Countries with trade surpluses are often reluctant to boost domestic spending that would allow deficit countries to rebalance by exporting more.
“This is a problem which has to be tackled,” King said, citing a divide between some surplus and deficit countries within the euro zone.
The warnings by King, who is set to step down in July, echo those made in October by U.S. Federal Reserve Chairman Ben Bernanke, who delivered a blunt call for certain emerging economies to allow their currencies to rise.
The back and forth of monetary stimulus and foreign-exchange intervention has complicated any coordinated efforts to recover from the Great Recession.
“It is fair to say a recovery of a durable kind is proving elusive,” King said in his speech.
Fielding questions later, he said he had “great confidence” that the United States will avoid the worst-case effects of the so-called fiscal cliff of automatic tax hikes and spending cuts due to come into force in January.
It “will find a way, if not avoiding going over the cliff, then hanging on by the finger tips” on the other side, he said.

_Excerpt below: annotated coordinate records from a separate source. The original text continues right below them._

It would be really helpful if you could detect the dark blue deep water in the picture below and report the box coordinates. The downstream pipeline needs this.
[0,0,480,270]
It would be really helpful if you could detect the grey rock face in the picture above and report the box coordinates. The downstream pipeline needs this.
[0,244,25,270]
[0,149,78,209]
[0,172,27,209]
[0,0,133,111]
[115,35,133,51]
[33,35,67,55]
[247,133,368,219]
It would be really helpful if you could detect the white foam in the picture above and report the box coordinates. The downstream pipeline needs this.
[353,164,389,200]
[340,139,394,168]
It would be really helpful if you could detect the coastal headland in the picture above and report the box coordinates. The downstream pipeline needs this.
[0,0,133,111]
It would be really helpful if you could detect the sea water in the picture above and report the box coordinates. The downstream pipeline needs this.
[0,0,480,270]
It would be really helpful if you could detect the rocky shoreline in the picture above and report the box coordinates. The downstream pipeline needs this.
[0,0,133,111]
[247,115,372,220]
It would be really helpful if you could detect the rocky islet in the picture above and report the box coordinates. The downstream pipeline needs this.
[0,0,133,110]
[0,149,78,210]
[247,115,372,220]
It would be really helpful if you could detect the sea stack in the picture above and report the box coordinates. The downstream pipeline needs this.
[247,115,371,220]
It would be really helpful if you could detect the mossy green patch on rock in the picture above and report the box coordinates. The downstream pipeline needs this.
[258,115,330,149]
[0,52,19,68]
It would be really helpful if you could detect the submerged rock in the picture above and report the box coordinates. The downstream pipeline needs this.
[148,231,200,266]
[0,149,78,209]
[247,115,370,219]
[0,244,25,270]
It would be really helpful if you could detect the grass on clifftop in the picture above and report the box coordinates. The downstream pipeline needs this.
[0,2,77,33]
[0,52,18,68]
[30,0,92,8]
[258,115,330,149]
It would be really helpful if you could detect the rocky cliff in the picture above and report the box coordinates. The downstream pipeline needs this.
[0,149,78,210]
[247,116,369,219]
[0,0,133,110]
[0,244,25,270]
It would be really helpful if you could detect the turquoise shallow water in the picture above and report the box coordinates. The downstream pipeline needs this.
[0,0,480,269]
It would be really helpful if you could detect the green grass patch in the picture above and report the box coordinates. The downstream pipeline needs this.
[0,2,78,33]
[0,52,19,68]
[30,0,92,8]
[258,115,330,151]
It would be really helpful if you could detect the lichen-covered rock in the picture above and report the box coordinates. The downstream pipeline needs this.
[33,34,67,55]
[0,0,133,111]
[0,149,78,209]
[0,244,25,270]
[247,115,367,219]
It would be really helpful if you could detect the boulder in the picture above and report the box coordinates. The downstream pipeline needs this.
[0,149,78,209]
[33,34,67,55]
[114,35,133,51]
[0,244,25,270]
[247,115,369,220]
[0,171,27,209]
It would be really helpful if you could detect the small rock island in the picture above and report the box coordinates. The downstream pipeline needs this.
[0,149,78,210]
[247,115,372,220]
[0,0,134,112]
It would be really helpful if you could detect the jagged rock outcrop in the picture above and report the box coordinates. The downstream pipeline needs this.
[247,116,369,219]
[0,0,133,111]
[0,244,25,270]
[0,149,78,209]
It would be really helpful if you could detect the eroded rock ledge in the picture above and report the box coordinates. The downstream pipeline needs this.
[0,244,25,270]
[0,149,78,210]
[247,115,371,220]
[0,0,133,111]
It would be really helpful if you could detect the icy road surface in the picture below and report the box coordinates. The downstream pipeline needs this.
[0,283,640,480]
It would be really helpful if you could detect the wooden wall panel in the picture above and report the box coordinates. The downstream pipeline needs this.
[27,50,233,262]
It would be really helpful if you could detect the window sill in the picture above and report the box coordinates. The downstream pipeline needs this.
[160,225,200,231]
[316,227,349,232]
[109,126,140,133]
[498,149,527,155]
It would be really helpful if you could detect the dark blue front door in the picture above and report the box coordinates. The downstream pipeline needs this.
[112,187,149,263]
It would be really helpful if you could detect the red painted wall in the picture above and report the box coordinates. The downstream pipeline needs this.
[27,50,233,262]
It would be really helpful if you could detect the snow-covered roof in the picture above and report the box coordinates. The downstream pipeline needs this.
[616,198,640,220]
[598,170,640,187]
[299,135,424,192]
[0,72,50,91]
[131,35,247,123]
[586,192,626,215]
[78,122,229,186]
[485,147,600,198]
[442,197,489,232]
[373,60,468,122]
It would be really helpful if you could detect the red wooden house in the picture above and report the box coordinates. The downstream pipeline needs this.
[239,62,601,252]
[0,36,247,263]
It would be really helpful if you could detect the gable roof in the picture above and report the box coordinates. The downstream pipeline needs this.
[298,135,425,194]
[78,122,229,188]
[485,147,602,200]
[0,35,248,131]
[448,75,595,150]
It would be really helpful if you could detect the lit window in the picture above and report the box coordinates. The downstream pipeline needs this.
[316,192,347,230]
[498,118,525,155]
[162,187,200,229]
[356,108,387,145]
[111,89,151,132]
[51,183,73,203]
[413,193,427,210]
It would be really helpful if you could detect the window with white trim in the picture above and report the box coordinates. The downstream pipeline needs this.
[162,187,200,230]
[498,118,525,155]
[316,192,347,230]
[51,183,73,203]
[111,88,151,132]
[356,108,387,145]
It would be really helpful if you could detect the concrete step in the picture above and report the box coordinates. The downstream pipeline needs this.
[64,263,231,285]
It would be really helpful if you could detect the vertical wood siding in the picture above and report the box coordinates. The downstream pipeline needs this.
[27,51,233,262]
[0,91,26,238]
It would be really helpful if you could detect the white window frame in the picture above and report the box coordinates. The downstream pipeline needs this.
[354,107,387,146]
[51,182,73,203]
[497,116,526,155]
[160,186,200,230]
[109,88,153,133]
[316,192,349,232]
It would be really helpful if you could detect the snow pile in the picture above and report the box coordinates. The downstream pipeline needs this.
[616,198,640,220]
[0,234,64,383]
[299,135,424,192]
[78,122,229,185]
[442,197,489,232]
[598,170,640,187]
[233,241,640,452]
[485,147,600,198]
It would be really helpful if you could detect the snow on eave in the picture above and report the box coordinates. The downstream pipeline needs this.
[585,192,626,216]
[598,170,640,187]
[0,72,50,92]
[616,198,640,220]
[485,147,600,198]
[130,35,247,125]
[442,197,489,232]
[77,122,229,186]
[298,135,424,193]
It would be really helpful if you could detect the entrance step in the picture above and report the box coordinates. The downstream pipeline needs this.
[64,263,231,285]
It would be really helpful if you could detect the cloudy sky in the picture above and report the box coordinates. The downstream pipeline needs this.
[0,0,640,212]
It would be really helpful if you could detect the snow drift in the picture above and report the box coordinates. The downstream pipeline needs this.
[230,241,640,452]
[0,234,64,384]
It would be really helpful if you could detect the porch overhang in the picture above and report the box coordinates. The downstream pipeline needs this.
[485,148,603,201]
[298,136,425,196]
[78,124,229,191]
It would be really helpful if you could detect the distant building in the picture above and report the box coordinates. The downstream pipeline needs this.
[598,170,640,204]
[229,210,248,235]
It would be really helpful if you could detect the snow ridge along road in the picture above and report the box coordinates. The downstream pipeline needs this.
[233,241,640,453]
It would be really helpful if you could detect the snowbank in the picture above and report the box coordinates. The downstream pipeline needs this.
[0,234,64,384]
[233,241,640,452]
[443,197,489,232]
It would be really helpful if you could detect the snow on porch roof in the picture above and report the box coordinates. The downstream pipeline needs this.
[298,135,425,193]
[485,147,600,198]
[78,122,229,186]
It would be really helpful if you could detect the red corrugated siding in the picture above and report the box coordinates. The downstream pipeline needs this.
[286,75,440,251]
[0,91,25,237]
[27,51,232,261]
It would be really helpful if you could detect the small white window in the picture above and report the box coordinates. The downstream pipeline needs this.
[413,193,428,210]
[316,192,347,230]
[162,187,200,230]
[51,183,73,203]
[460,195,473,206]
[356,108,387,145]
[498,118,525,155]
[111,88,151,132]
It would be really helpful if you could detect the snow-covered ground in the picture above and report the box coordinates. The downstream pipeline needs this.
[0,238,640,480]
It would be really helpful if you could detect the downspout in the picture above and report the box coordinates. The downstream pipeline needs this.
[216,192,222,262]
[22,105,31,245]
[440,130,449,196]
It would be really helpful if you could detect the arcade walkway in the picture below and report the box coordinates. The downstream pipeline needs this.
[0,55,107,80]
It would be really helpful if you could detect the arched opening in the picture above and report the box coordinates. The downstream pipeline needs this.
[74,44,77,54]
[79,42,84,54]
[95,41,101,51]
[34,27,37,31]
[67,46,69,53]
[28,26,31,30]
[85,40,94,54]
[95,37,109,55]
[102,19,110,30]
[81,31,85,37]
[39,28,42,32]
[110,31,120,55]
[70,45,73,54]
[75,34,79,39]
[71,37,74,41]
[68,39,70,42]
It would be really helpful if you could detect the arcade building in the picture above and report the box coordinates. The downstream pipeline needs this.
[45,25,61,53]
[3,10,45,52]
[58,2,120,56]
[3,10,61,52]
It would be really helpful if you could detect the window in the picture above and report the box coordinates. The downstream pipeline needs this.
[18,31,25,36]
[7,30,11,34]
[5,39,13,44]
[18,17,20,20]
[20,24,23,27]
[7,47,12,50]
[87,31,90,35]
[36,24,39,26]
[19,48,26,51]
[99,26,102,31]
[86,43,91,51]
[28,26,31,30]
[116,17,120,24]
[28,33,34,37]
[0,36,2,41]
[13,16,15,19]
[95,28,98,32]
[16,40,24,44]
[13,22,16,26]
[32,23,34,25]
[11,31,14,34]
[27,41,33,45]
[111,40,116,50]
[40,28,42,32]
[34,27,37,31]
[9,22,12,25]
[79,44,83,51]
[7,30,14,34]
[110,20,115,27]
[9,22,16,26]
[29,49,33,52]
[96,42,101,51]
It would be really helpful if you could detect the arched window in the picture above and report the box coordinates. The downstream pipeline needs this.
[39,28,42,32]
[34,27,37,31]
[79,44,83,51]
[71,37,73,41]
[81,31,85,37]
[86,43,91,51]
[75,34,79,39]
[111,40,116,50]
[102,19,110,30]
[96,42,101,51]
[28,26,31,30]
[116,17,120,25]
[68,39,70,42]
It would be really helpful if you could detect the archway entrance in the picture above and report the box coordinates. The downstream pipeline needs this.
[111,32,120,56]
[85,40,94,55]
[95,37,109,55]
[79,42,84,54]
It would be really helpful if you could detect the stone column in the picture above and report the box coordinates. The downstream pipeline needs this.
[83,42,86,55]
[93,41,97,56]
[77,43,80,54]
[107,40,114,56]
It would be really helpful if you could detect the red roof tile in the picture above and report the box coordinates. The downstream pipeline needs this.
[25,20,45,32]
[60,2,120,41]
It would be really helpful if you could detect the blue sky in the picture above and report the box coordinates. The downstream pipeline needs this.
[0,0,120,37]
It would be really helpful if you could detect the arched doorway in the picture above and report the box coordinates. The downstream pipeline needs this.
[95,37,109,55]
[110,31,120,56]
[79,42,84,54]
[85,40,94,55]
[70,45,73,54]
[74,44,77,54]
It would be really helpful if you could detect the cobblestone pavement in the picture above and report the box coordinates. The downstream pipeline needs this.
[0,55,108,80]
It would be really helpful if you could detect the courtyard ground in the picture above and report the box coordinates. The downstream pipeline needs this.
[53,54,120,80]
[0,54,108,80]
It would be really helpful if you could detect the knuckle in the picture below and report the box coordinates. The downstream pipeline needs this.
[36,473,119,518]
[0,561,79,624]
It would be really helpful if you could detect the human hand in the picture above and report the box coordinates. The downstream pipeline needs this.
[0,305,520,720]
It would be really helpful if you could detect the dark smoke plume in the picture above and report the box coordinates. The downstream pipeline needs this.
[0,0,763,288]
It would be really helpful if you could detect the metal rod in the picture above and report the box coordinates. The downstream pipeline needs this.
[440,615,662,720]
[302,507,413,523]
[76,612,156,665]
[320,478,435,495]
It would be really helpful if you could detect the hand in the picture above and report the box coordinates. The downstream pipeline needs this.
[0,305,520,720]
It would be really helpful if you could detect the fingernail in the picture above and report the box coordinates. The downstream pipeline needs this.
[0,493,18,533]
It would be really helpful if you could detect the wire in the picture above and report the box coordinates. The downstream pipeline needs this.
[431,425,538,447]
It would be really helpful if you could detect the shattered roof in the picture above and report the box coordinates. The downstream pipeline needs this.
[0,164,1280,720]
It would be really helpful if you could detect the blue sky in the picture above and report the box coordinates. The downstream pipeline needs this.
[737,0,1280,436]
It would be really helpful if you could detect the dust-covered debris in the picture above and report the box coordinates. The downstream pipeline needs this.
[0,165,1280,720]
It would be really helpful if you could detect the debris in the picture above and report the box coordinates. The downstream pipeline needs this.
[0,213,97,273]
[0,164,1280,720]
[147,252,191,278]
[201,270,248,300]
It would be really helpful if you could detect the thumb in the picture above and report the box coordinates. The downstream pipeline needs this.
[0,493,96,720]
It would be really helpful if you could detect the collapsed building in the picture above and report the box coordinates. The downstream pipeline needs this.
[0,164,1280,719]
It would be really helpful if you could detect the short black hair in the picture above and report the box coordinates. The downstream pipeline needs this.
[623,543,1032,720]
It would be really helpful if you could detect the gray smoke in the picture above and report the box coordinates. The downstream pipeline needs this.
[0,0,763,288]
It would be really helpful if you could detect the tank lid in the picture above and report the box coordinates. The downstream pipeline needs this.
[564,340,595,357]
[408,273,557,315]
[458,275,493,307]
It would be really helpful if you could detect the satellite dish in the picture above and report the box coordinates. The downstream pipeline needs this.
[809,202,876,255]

Some political analysts predict the Republicans and Democrats will fail to agree on raising taxes and cutting spending before January 1 but might do so soon afterwards.
Britain recorded economic growth of 1.0 percent in the third quarter, marking an end to nine months of recession - its second since the 2008-09 financial crisis. But most of the rebound was driven by a technical bounce due to the London Olympics and extra public holidays in the preceding quarter.
The euro zone debt crisis, high inflation and fiscal austerity have weighed heavily on the economic recovery.
The address may be one of King’s last in the United States. Mark Carney, currently the head of Canada’s central bank, is set to be the first non-Briton to lead the BoE next summer.
King recalled the day his wife saw the surprising news that Carney was named to the post.
“She said, ‘You know Mervyn, they’ll miss you, or six months down the road they’ll miss you,’” King told the audience.
“And then she looked at the TV screen and said: ‘He’s very young, he’s very good looking, he’s immensely charming and he’s very charismatic.’ I think he’ll do a great job and they won’t miss me at all.”